Packages that import unsafe may be non-portable and are not protected
by the Go 1 compatibility guidelines.
So from the sounds of it the unsafe-ness is in the kind of code being provided, not necessarily from calling it in particular
Go is a type safe programming language. It won't let you do stuff like this:
package main
type Foo = struct{ A string }
type Bar = struct{ B int }
func main() {
var foo = &Foo{A: "Foo"}
var bar = foo.(*Bar) // invalid operation!
var bar2, ok = foo.(*Bar) // invalid operation!
}
Even if you use the type assertion with the special form that yields an additional boolean value; the compiler goes: haha, nope.
In a programming language like C though, the default is to assume that you are in charge. The program below will compile just fine.
typedef struct foo {
const char* a_;
} foo;
typedef struct bar {
int b_;
} bar;
int main() {
foo f;
f.a_ = "Foo";
bar* b = &f; // warning: incompatible pointer types
bar* b2 = (bar*)&f;
return 0;
}
You get warnings for things that are probably wrong because people have learned over time that this is a common mistake but it's not stopping you. It's just emitting a warning.
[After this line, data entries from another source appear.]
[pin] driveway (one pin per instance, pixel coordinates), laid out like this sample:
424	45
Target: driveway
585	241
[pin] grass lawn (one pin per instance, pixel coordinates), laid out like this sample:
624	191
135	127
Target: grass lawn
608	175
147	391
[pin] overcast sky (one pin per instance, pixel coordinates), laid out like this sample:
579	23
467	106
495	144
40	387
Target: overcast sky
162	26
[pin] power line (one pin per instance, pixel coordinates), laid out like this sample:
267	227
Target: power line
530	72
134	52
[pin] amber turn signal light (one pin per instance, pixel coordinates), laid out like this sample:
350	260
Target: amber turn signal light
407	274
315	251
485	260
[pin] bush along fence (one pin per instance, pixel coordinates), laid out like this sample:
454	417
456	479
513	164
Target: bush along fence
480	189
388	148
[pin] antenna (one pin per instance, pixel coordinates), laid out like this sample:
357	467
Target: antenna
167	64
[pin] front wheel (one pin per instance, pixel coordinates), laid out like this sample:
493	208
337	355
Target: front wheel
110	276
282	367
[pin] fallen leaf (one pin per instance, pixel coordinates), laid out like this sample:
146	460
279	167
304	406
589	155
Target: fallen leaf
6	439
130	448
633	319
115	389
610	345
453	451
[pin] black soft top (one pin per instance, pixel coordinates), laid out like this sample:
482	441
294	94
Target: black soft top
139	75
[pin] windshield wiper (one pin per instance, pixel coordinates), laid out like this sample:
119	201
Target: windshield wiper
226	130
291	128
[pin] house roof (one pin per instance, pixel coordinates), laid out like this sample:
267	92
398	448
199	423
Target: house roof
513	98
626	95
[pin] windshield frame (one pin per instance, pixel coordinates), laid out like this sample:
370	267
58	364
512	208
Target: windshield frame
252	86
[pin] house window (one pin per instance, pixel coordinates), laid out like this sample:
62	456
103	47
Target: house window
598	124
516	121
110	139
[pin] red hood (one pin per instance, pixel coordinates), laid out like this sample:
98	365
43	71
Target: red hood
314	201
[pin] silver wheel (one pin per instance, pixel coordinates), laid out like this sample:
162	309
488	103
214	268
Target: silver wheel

Type safety just means that you can't make the same mistake C programmers have made a thousand times over already but it is neither unsafe nor wrong to use the the unsafe package or the C programming language. The unsafe package has just been named in opposition to type safety and it is precisely the right tool when you need to fiddle with the bits (manipulate the representation of things in memory; directly).